Volume 93, Issue 93

Fridday, March 24, 2000


Editorial Board 1999-2000

The big drag

Editorial cartoon

The big drag

Where there's smoke, there's surely a firestorm of controversy.

The British Columbia Supreme Court recently struck down a ban on smoking in Vancouver nightclubs, pubs and hotels. The ban was implemented by the Worker's Compensation Board and took effect on Jan. 1 of this year. The Supreme Court felt the public had not been properly consulted before such a measure was taken and took action.

The WCB's main concern was with those establishments which had employees who were particularly affected by smoke in bars. However, many bar owners in British Columbia were outraged by the ban. Vancouver bars lost millions of dollars in business as smokers refused to frequent them and many establishments were forced to close.

The decision by the WCB was rash and lacked the proper consideration and public debate required. Regardless of the benefit or justification of such a ban, the public must be consulted on issues which directly affect them and due process must be followed.

Since the Vancouver ban was initially proposed, cities across the country have begun to consider their own smoking bans. The Kitchener-Waterloo area currently bans smoking in bars and restaurants and effective Jan. 1, Toronto will impose sweeping bans on smoking in restaurants. The legislation in Toronto will ensure that by 2004, all of the city's bars, restaurants and nightclubs will be smoke free.

The concerns of bar owners are justified – as private businesses they need to make money. If patrons who smoke can simply drive to a nearby city for their night life and entertainment, they surely will. Case in point: a popular nightclub, Lulu's, in Kitchener – a bar which drew large crowds on a nightly basis for years – was forced to close soon after the smoking ban in Kitchener-Waterloo was enforced.

As more and more cities consider such legislation it becomes apparent there is an increasing support for smoking bans – at least within the halls of government.

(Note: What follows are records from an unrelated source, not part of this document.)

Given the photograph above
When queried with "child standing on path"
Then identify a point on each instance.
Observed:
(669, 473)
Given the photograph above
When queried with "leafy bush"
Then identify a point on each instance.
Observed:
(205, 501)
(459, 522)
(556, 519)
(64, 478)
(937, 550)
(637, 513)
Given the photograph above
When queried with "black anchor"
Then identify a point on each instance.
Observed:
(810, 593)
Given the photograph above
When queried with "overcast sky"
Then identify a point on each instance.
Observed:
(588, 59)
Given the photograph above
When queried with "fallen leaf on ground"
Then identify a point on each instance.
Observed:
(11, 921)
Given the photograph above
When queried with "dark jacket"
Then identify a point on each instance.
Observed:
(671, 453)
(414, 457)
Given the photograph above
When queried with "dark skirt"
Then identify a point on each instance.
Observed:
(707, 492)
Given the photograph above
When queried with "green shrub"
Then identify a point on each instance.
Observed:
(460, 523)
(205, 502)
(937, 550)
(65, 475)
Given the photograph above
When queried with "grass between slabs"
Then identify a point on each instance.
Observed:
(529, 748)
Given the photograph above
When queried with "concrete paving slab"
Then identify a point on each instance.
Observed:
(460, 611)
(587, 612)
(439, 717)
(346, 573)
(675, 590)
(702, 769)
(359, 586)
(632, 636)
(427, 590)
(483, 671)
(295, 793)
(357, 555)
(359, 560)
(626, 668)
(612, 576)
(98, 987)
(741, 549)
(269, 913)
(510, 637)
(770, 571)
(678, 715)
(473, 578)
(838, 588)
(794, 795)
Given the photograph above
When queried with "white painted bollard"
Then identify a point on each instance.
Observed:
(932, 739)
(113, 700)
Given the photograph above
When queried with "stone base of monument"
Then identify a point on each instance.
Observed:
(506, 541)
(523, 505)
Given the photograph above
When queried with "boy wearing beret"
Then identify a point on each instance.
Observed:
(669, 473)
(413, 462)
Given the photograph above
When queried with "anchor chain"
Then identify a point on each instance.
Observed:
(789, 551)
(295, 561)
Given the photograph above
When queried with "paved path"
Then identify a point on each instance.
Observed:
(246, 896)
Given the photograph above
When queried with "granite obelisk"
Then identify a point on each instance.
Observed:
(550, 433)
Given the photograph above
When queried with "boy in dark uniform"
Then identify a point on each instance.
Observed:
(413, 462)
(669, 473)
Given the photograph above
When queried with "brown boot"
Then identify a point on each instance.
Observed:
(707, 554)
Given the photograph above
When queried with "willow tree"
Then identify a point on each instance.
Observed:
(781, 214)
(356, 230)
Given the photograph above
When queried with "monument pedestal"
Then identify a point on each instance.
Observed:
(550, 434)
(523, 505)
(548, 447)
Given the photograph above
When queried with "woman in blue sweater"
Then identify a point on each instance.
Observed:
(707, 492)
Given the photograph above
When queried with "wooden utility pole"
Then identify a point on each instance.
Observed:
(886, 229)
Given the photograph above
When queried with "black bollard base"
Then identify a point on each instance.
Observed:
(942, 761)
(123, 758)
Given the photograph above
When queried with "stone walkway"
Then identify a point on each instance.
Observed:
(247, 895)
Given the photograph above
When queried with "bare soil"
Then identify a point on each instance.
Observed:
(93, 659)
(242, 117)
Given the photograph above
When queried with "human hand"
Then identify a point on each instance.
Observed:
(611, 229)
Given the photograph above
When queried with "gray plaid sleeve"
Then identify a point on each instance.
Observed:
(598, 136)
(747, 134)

If government officials wish to proceed with such rules, they must be smart and not follow the WCB's lead.

Before any type of ban can be put in place properly, the public must be consulted. If need be, full referendums on this issue must be held.

Any type of ban must cover entire provinces, if not the entire country. As noted before, individual city bans only punish bar owners within those cities. If a patron must drive out of province, if not out of country to smoke, such a ban would be far more successful and fair.

There does not exist one set of rights for smokers and another set of rights for non-smokers. Under the constitution, the two groups are the same. For this reason, the power of democracy must set the rules. If the majority of the population wants a ban – enforce a ban and vice versa. Democracy may not satisfy all, but its the fairest way to settle this issue.

If proper procedures are followed this fiery debate can surely be contained, if not extinguished.